I find it wild that "at scale" we can bypass anti-bot measures, but just "normal" internet use (i.e Non-Google Browser or VPN) will throw a million captchas at you.
Not at scale, what you’re seeing are a tiny tiny fraction of the potential captchas that can be thrown at you. Normally “we have seen this cookie before”, or “this browser does not have webdriver fingerprints” is sufficient to not get a captcha.
The big issue you sidestep not at scale is you can come from a single, residential IP with a good reputation.
Mandatory captchas for simply viewing a page are rare - most are saved for high impact actions like account creation.
When this does happen for a simple page view, AI is extremely good at solving basic captchas - especially basic “click the box” captchas.
If you don’t want to pay for AI, there are decaptcha services where someone in Southeast Asia solves the captcha for fractions of a penny. Save the cookies after a successful solve and you’re probably good in the future.
If you don’t want to pay for someone to solve a simple check the box captcha a little bit of attention and some properly simulated clicking (IE not a JavaScript injected event) will often work. Just don’t click literally the exact middle, fuzz the coordinates and you’re good.
Because there's been a string of bad actors including OpenAI with incredibly inefficient scrapers.
Previously captcha was just for spam limiting, but I actually looked at our system logs and about half of traffic was bad behaving scrapers.
In logs I see these scrapers are hitting every link on the page. If you have a collection page then it's hitting every filter option and then hitting each pagination button, the different sort orders, etc. People running something like Forgejo it will hit every commit.

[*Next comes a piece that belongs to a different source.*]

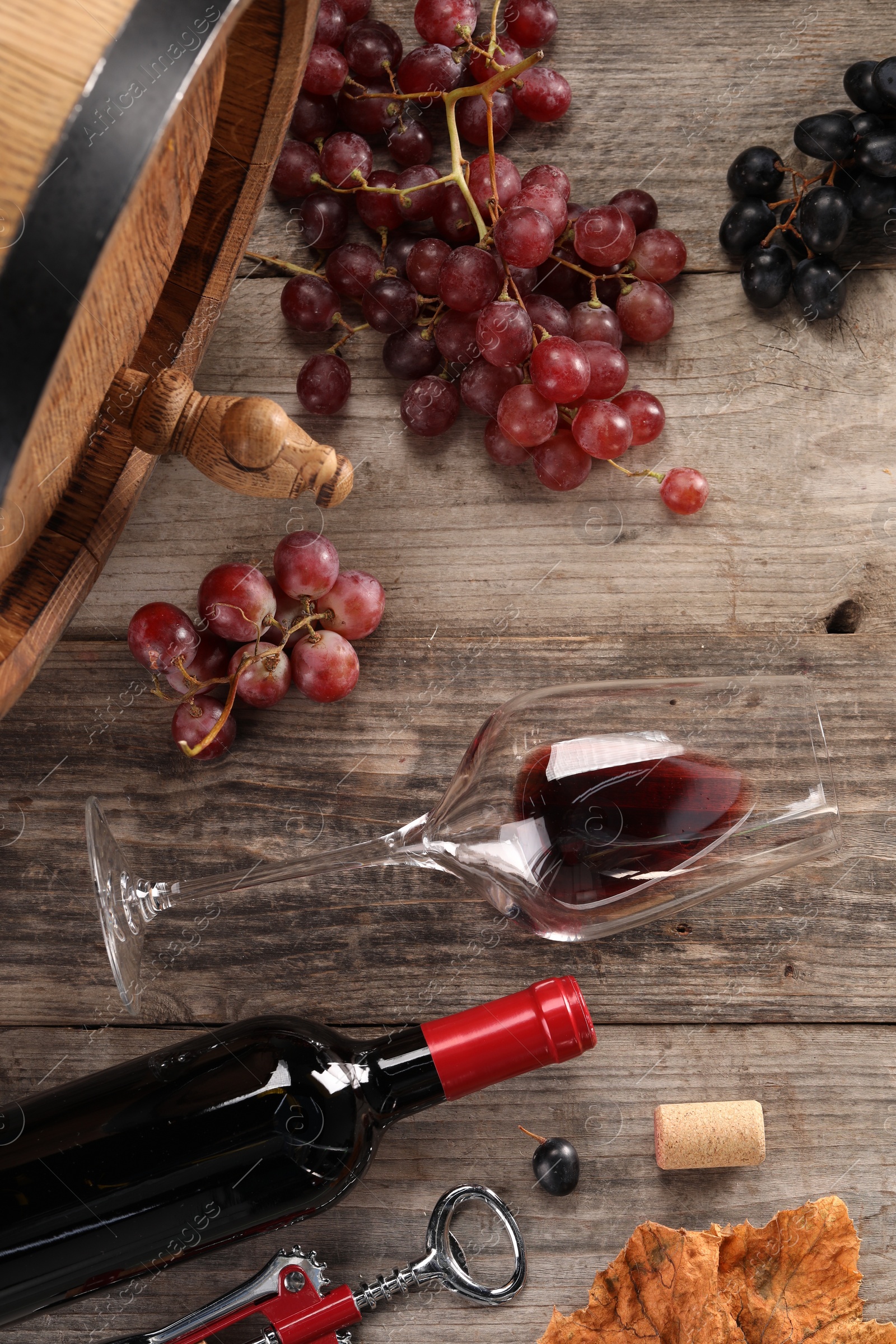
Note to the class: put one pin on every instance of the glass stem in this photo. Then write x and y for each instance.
(399, 847)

If you have expensive to compute pages, they're getting hit by these incredibly naive bots that don't respect any robots.txt or discriminate on what they do.

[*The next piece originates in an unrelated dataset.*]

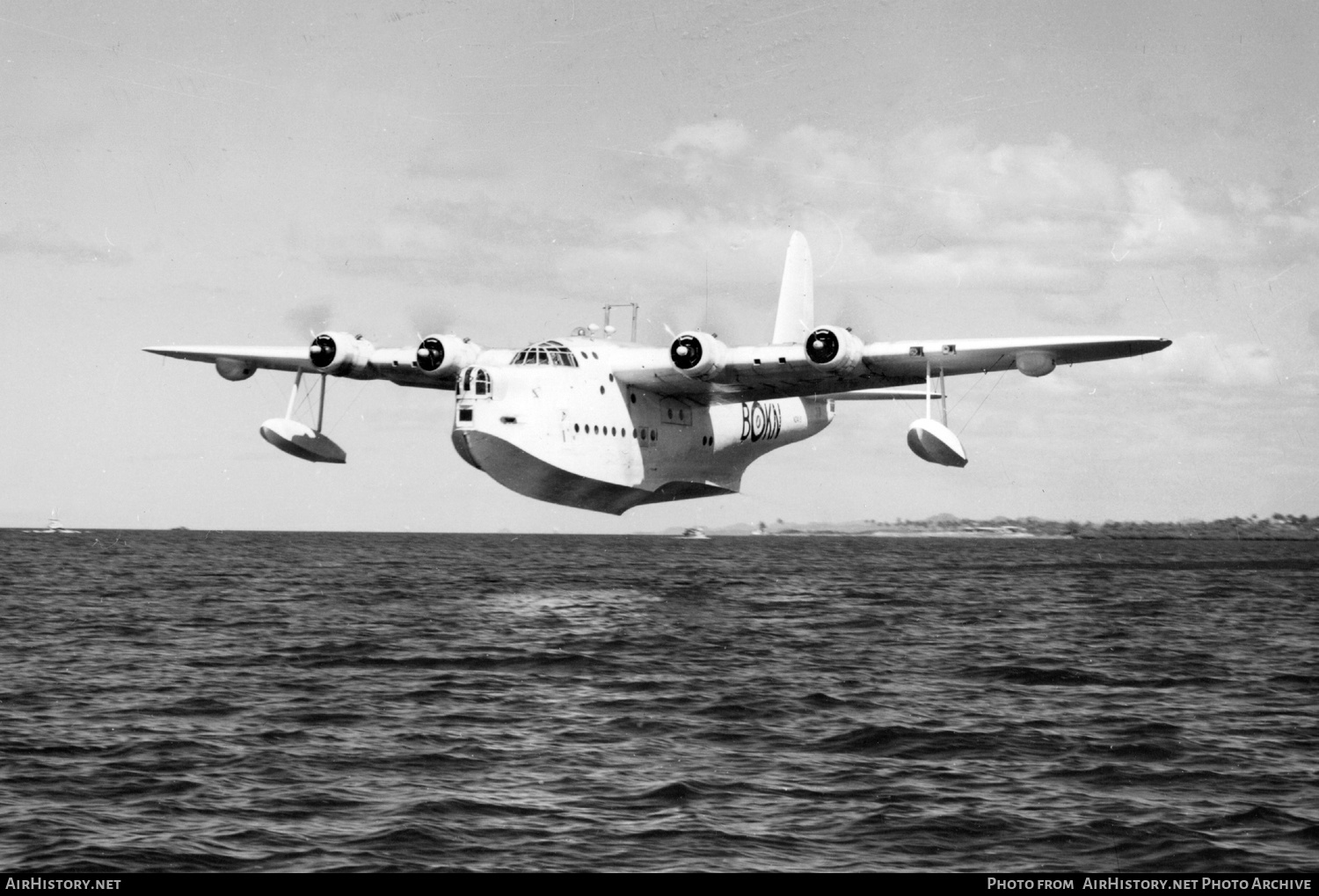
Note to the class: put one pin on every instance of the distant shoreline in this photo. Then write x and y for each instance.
(1276, 528)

The problem is that the web as we know it (useful, human-curated information that's put out there to help people) is also over. It's been totally overrun with AI slop. Even before AI could be used to create propaganda on a scale that we could only dream about 5 years ago, it's been declining under the weight of SEO sweatshops for a good 10 years. Meanwhile the actually decent content, the individual hobbyists who are just sharing their knowledge, have largely left under the weight of comment spam and DDoS attacks and doxxing.

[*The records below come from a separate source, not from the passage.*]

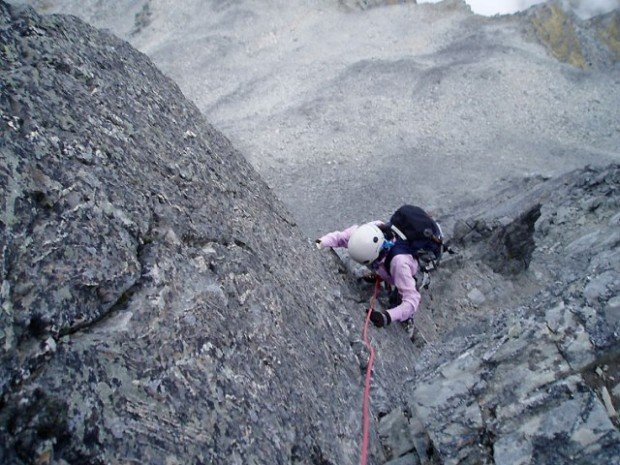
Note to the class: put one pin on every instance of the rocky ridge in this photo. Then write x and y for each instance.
(520, 364)
(322, 99)
(159, 304)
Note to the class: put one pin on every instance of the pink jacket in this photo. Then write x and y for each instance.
(402, 270)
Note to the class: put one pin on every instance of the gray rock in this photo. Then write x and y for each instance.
(476, 297)
(409, 459)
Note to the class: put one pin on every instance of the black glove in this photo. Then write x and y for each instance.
(380, 319)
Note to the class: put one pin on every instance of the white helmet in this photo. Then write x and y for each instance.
(365, 243)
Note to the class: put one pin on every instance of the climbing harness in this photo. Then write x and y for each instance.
(371, 361)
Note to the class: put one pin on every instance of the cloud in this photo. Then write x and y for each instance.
(583, 8)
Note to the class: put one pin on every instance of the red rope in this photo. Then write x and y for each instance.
(371, 361)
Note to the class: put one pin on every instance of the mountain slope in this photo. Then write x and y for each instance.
(157, 304)
(426, 103)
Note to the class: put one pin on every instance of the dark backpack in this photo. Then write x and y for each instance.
(416, 234)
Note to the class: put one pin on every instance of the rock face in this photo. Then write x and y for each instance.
(583, 44)
(425, 104)
(526, 379)
(157, 304)
(160, 306)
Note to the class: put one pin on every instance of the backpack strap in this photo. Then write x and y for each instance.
(401, 247)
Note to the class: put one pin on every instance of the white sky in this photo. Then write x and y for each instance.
(584, 8)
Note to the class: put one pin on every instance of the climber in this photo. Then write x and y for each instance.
(393, 251)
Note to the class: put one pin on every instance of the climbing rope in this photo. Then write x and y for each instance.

So if another search engine does arise, it won't find anything useful, because the useful content on the web has been buried under slop, and largely removed. Your best bet today is a curated directory, sorta like the original Yahoo, where you allowlist the web to only real sites, download them, and make them searchable. I think this is actually Kagi's approach. But the open web as we knew and loved it is dead.
Bing has been better than Google for some time. Again, it's embarrassing for them to sacrifice marketshare for paid results and an intermediate-form AI fad that will turn into the same paid result funnel.
e.g. for a two keyword search, Google & DDG return results containing a similar (but more at the moment, more popular, so I understand why they do this) keyword as the first one, and no relation whatsoever with the second. Any search that manages to actually show results related to both of my input terms get the "better" award from me.
Also, usually, as soon as they realize they have a not-total-shit product, they immediately start to screw it up completely. So if bing ends up being better actually, it won't be long until they replace every good part of it with something ridiculous. I don't know how microsoft does it, but they are so incredibly good at that.
DuckDuckGo uses the bing index/backend. I’ve had it as default for 5-8 years. Probably once a day I’ll add the !g to pop it over to Google. Works great. I search a lot, many different types of queries. When I pop over to Google it’s usually a Boolean query looking for a needle in a haystack (that one comment somewhere where someone is using the same combination of two or three rare items together).
While there are good options like DuckDuckGo, Mojeek, Ecosia, there are plenty of (better) alternatives, where you're not the product [1], I'd recommend looking into!
I'm sure there's a niche for a product for search nerds. Something that leans into inverted indexes like the classic Lexis/Nexis search. But it's got to have Google-like coverage.
Niche + Google-like coverage is not very economically viable. To store and update a search index of that size requires a lot of resources, and being niche means you don’t have a lot of resources.
Very few of the smaller search engines actually do their own indexing for exactly this reason.
It’s possible but they would need to be so massive to even just start making a dent in google market share. And Google hasn’t blocked larger search engines from using their index
I've been using Startpage as my default search engine for a while now for any search where I actually need information and not sales or marketing bullshit.
When I use google, usually from my phone, I am reminded of why I don't use google on desktop.
With the announcement of this move by them, I just manually removed google as an address bar search engine option in all my browsers on desktop and mobile.
There’s not much room to squeeze in when your competitors hold the keys to 15 million top websites.